LPC Documentation for the Epistasis Lab

Written by members (and friends) of the lab.

Introduction

The LPC (Limited Performance Computing) is a shared computing resource with a large number of processing cores upon which different computational tasks can be run. The LPC can be used to run computing processes that require a larger amount of memory that most PCs or laptops have available, as well as to run many processes simultaneously (on separate computing cores) and thus parallelize a large number of computational tasks. Each computing process (e.g., running a machine learning algorithm on a dataset), can be submitted (as a 'job') to an appropriate LPC queue (i.e. a program that manages the running of jobs from different users on cores of the LPC. Each user of the LPC is set up with a home directory within which they can put the code or data they wish to run, and within which job outputs can be saved. In order to use the LPC you will need to learn how to access it, how to navigate to your home directory, basic unix/linux commands, how to set up your 'environment' (so that the software, coding languages, and packages you will need are available to run your job, how to submit a job to a queue, how to manage and monitor your jobs, and best practices for LPC use.

Links and other resources

Getting Started (e.g., new students)

Step 1: Get your PennKey and request LPC account access. If you don't yet have a PennKey, please email medhelp@pennmedicine.upenn.edu to request one. Then, you can email Curt Calafut with your PennKey, CCing Jason, to request access to the LPC. You will be assigned an account username which will serve as the name of your home directory as well as be used to log onto the LPC.
Step 2: Set up VPN for off campus LPC access.
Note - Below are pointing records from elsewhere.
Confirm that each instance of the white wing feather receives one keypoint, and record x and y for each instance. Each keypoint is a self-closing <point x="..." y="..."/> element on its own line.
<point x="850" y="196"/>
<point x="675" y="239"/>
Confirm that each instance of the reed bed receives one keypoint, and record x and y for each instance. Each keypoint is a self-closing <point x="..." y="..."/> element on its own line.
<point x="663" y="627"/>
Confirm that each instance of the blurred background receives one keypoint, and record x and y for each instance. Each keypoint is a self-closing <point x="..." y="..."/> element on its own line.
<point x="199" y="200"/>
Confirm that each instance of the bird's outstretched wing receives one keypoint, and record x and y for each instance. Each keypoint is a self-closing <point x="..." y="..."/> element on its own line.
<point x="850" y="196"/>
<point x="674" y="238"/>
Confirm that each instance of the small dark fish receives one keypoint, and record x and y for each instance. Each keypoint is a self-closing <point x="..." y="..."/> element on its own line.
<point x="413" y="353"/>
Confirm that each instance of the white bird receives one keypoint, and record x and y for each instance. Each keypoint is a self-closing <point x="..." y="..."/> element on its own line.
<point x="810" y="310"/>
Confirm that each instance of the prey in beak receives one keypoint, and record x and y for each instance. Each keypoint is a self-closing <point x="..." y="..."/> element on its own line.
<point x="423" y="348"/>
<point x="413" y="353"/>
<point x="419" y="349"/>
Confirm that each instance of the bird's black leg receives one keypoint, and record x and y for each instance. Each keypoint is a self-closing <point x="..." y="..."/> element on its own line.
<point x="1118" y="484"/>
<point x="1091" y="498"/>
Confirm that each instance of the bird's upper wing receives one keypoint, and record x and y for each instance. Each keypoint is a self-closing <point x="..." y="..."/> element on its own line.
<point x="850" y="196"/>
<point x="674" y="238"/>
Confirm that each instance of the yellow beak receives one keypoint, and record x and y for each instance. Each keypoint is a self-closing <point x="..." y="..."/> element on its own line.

Notes:The LPC can be accessed (i.e. logged on to) online directly while on campus, but in order to log on (specifically the Moore lab's sarlacc server) from off campus you will first need to connect to campus with a virtual private network (VPN).
- First, make sure you enroll in DUO Two-factor authentication. This is needed to access most online UPenn resources from off campus.
- Next install the Pulse Secure Software. Detailed instructions can be found here.
Step 2 Alternative: You can access the LPC from off campus without VPN. You can access either sciget.pmacs.upenn.edu or scisub.pmacs.upenn.edu without VPN and then from any of these you can ssh to sarlacc. You can also directly submit jobs to the LPC from scisub.pmacs.upenn.edu. Note however that there is talk about sciget and scisub only being available from the VPN in the future.
Step 3: Log onto VPN from off campus. (Instructions here).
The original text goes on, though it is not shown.